3 psi isn’t that bad. That’s 7 feet down in a swimming pool, a depth you can quickly hit when jumping from a good springy diving board.

But if the cabin is supposed to handle a pressure altitude of 8K feet while cruising at 40K feet, that’s an inside/outside pressure differential of about 8 psi - so yeah, if something screws up while flying at relatively low altitude (where inside/outside pressure differential should be close to zero), I can imagine the system might be able to rapidly increase cabin pressure by as much as 8 psi.

Many years ago while in the USAF, I needed to become qualified for flight in aircraft that would fly above the altitudes that normal commercial airliners occupy.

Part of the training was to sit in a pressure controlled “room” where the levels were about those normal for civilian air travel…about 8000 feet. No problem until the pressure was released and allowed to drop to something in the vicinity of 40,000 + feet. We were warned to open our mouths to allow for the air pressure to equalize easily through the mouth.
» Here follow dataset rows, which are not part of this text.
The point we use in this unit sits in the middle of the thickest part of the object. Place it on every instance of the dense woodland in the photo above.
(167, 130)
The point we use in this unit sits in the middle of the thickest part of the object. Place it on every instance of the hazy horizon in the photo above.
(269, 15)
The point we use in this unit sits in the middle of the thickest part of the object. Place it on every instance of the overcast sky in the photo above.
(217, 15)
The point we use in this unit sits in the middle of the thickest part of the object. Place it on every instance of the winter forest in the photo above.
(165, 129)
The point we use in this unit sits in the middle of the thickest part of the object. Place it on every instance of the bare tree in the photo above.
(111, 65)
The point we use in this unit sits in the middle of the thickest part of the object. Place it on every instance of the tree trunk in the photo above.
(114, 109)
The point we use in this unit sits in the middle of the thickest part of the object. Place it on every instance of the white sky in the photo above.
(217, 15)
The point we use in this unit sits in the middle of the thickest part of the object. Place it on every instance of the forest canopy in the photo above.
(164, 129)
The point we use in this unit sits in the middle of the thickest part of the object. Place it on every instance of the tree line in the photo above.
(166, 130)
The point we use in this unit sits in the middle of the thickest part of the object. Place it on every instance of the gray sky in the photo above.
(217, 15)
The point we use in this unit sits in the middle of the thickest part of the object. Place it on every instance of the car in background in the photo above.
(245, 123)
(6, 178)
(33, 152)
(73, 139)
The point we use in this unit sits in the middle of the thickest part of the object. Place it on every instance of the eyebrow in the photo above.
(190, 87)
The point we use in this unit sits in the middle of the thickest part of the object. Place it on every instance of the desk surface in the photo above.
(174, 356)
You couldn’t participate if you had a cold or a condition that might affect the eustachian tubes. We then very quickly put on oxygen masks to eliminate passing out from oxygen loss due to the very low pressure.

Interesting experience.

I flew once with bronchitis. Take off was the single most painful experience of my life, up to that point. Landing was 10 times as worse. Would not recommend.

Shouldn’t that be a recompression chamber?

(I was actually just making a joke, but I looked it up and they are called recompression chambers. At least sometimes)

Tangential question: for those passengers who experienced bleeding from the ear, how severe or long-lasting is that injury? Permanent damage or will they have hearing loss?